04

281 50 3
                                    

"Hah... hidup miskin itu menyusahkan ya?" tanya seorang siswi yang lebih tepatnya dibilang pernyataan.

Siswi yang mengeluh itu mendapatkan jawaban dari teman di sebelahnya. "Hidup kaya juga tidak terlalu bagus tuh."

"Apa maksudmu? Jelas-jelas jadi kaya itu yang terbaik," balasnya tidak terima.

Sambil terkekeh ia menjawab, arah lirikan matanya tertuju pada siluet merah muda yang sedang sibuk memainkan alat musik. "Memangnya kau mau hidup seperti dia?"

Seolah paham, perempuan itu memberi tawa yang terdengar jelas mengejek. "Benar juga, dia nampak menyedihkan padahal putri satu-satunya ibu kepala sekolah."

"Ya, 'kan? harusnya kau bersyukur tidak menjadi seperti dirinya."

Lagi-lagi tertawa, kali ini disertai anggukkan setuju yang mantap.





Brak!




"Akh!" perempuan itu memekik kaget. Sebuah benda melayang dan hampir mengenai dirinya. Tawanya hilang detik itu juga.

Bisa ia lihat perempuan yang ia ejek menatapnya garang. Tanpa takut ia juga membalas. Tangan perempuan itu mengambil bow yang melayang tadi. Ia juga balas melempar.

Namun meleset jauh.

Dari sana Sakura memberi senyum remeh yang semakin membuat perempuan itu geram. Dan tanpa aba-aba langsung menghampiri Sakura, menjambak dengan keras surai merah muda itu.

Sakura tidak diam, ia juga ikut membalas, menjambak lebih keras hingga gadis itu berteriak. Tidak ada yang memisahkan mereka, semua perempuan di kelas malah menyoraki mereka untuk lebih saling menyakiti.

Hingga guru melerai mereka berdua.


Di sinilah Sakura sekarang, berada di ruang kepala sekolah. Harusnya bertemu guru bimbingan dan konseling sudah cukup, buat apa repot-repot bertemu kepala sekolah.

Sakura mendesis geram saat melihat wanita paruh baya itu malah menyalahkannya. Perempuan di sebelahnya itu seolah-olah merasa menang, tapi Sakura tidak peduli. Tak lama perempuan itu diizinkan pergi, meninggalkan dirinya lebih lama di ruang memuakkan ini.

"Sifatmu buruk sekali. Aku sudah berusaha mendidikmu dengan benar, tapi sifat bawaan itu memang tidak bisa diubah."

Sakura memutar bola matanya bosan, ia muak sekali. "Kalau tidak ada yang perlu dibahas mengenai kejadian ini lagi, aku pergi sekarang."

Wanita itu melipat tangan di depan dada. "Tunjukan sopan santunmu pada kepala sekolah dan ibumu ini."

Sebelum benar-benar pergi Sakura sempatkan menoleh, memberi tatapan tidak percaya dramatisasi. "Hanya karena namamu tepat di bawah nama ayah dalam kartu keluarga bukan berarti kau jadi ibuku. Lagi pula kau dan ayah tidak pernah melaksanakan pesta pernikahan."
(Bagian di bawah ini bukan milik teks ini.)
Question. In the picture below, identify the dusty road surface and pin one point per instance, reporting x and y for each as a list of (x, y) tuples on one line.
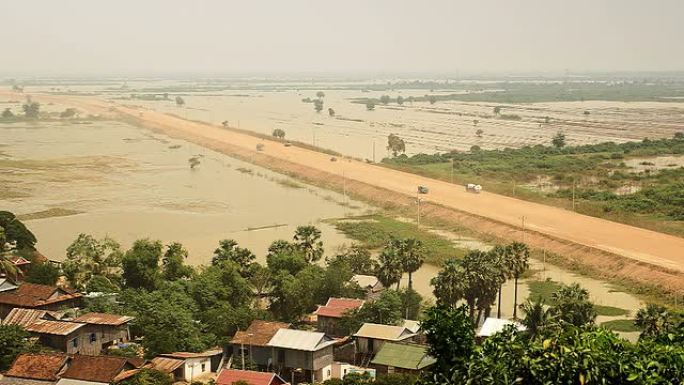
[(662, 250)]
Wajah wanita itu memerah, ia marah, sangat marah. "Kau!" bentaknya keras. Sakura tidak takut dan ikut sama-sama memberi tatapan tajam.

Jari telunjuk wanita itu terangkat ke arah jendela, dimana lapangan yang menjadi batas dengan sekolah sebelah. "Lari mengelilingi lapangan di sana sebanyak sepuluh kali. Jangan harap kabur kalau kau tidak ingin memperparah keadaan."

Sakura mendecak, ia melangkahkan kaki dengan cepat dan menutup pintu ruang dengan keras. Sungguh hari-hari yang memuakkan. Namun ia harus bertahan.


***



Sakura berlari mengelilingi lapangan, beruntung cuaca saat ini tidak panas. Ya, setidaknya hanya itu keberuntungan yang dimilikinya. Sekarang ia sudah dapat satu putaran, tersisa sembilan lagi.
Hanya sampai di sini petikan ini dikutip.